I purchased a non-lifetime Bolt on eBay and changed out the hard drive when my bolt died earlier this year. 
I wanted the 3tb 6 tuner version unit for the storage. It had died the year before and I purchased a WD 2TB drive but it didn't last a full year. 
Only issue I had was the new hard drive had the version 4 installed. Took some doing (and I don't remember what I did) but I finally got my version 3 back.
I read that they tend to overheat so I bought a laptop fan and put it under the unit after replacing the hard drive. Jury is still out on whether that works.


----------



## bobfrank (Mar 17, 2005)

Robin A Baum said:


> I purchased a non-lifetime Bolt on eBay and changed out the hard drive when my bolt died earlier this year.
> I wanted the 3tb 6 tuner version unit for the storage. It had died the year before and I purchased a WD 2TB drive but it didn't last a full year.
> Only issue I had was the new hard drive had the version 4 installed. Took some doing (and I don't remember what I did) but I finally got my version 3 back.
> I read that they tend to overheat so I bought a laptop fan and put it under the unit after replacing the hard drive. Jury is still out on whether that works.


If the 2TB internal drive fails, and it probably will, think about going with an external drive that's not a 2 1/2 inch drive. Plenty of threads here on how to roll you own. Or, if you're lazy like me, Weaknees has a nice, easy to install kit with everything you need.
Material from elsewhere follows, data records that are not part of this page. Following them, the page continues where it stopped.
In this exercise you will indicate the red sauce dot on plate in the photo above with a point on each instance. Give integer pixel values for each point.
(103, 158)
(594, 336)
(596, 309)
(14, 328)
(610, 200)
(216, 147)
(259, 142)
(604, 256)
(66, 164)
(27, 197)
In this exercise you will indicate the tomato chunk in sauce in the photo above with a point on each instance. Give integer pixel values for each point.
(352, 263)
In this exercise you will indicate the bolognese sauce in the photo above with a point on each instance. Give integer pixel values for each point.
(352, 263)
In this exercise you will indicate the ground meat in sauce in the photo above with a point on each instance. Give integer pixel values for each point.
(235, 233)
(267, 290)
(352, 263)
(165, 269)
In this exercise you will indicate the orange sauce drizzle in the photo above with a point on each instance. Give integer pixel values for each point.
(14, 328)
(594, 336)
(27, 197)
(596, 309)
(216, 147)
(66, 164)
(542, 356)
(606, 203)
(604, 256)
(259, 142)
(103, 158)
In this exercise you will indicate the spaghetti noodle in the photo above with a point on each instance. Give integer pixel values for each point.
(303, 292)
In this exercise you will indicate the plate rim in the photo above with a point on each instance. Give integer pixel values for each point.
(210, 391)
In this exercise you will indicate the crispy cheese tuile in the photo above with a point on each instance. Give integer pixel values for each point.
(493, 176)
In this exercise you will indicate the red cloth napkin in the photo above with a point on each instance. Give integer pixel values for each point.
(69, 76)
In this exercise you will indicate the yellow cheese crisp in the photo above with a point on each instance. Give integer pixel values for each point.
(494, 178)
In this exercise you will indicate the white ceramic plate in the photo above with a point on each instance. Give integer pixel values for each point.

There are also plenty of threads here on how to upgrade your Tivo from TE4 to TE3. Lots of us here prefer TE3 like you do.


----------



## John Waterman (May 12, 2017)

SNJpage1 said:


> My 2017 Bolt with life time, was replaced in 2019 because of a HHD failure under the warrenty. Today the same thing has happened again. All lights flashing. Because of the failure, my mini in another room is not working. I can replace the HHD myself for $150 or send to Weeknees and they will do it for $200. Or for $586, I can get a brand new Edge with life time and their care program. I have read on here that the Edge has had a lot of problems. I am not sure if my Bolt has a resolution problem. But I have a Comcast DVR and the Bolt connected to the same 50 inch Samsung TV. The Comcast box has a very noticable better picture then the Bolt. So I am not sure if Comcast is doing something to restrict the resolution thru the cable card or not. But it is another thing to think about before I decide on what route to go. I started with a ser 2, then bought a HD with life time, which I still have sitting on a self and now the Bolt with life time. I prefer the Tivo remote over the Comcast one. The buttons on the Comcast remote are not easy to press and I haven't gotten use to using the voice commands. My wife says the Tivo is easier for her to use. If I don't replace the Bolt, I will have to get another Comcast box to replace the mini. That would cost an additional $108 a year. If the new Edge would last five years like the Bolt then it would work out to $116 a year. Basicly the same as renting the additional Comcast box. What direction would any of you go?
> I will not go back to using the HD after having the Bolt. So I should just give it away. I bought the Tivo streaming device but found it hard to use. So that is sitting on the shelf also.


Why not just replace the hard drive? A new 500 gig hard drive is about $30 and takes less than an hour to replace.


----------



## rburgie (Jun 25, 2018)

dianebrat said:


> A used Roamio Pro with Lifetime from ebay for under $250 is the best alternative if you don't want to fix the Bolt.
> $50 a year for 5 years
> 
> It's also possible the Bolt issue is a power supply.


IMHO I trust Weakness more than a seller on eBay. 

TiVo Bolt VOX 500GB No TiVo Fees - "All-In" Service Included ($549 Value) | 4 Tuner | For Cable or Antenna (Renewed)$299.99


----------



## dianebrat (Jul 6, 2002)

rburgie said:


> IMHO I trust Weakness more than a seller on eBay.
> 
> TiVo Bolt VOX 500GB No TiVo Fees - "All-In" Service Included ($549 Value) | 4 Tuner | For Cable or Antenna (Renewed)$299.99


I trust a Roamio a lot more than a Bolt...
and eBay has done a lot of work becoming more buyer focused, my recommendation stands.


----------



## slowbiscuit (Sep 19, 2006)

Same here, there's no issue buying used Roamios or Bolts on ebay. If it doesn't work, send it back and ebay will make sure you get the refund if the seller doesn't do it.


----------



## SNJpage1 (May 25, 2006)

My Bolt was 6 years old and had already been fixed by Tivo once. So I decided to buy a new Edge and then go back and replace the HHD in the Bolt. Not sure why the HHD's are so expensive. Weeknees wants $150 for a replacement. Looks like E bay will be where I get a replacement. Will a Tivo only take a certain brand or type of HHD?


----------



## dianebrat (Jul 6, 2002)

SNJpage1 said:


> My Bolt was 6 years old and had already been fixed by Tivo once. So I decided to buy a new Edge and then go back and replace the HHD in the Bolt. Not sure why the HHD's are so expensive. Weeknees wants $150 for a replacement. Looks like E bay will be where I get a replacement. Will a Tivo only take a certain brand or type of HHD?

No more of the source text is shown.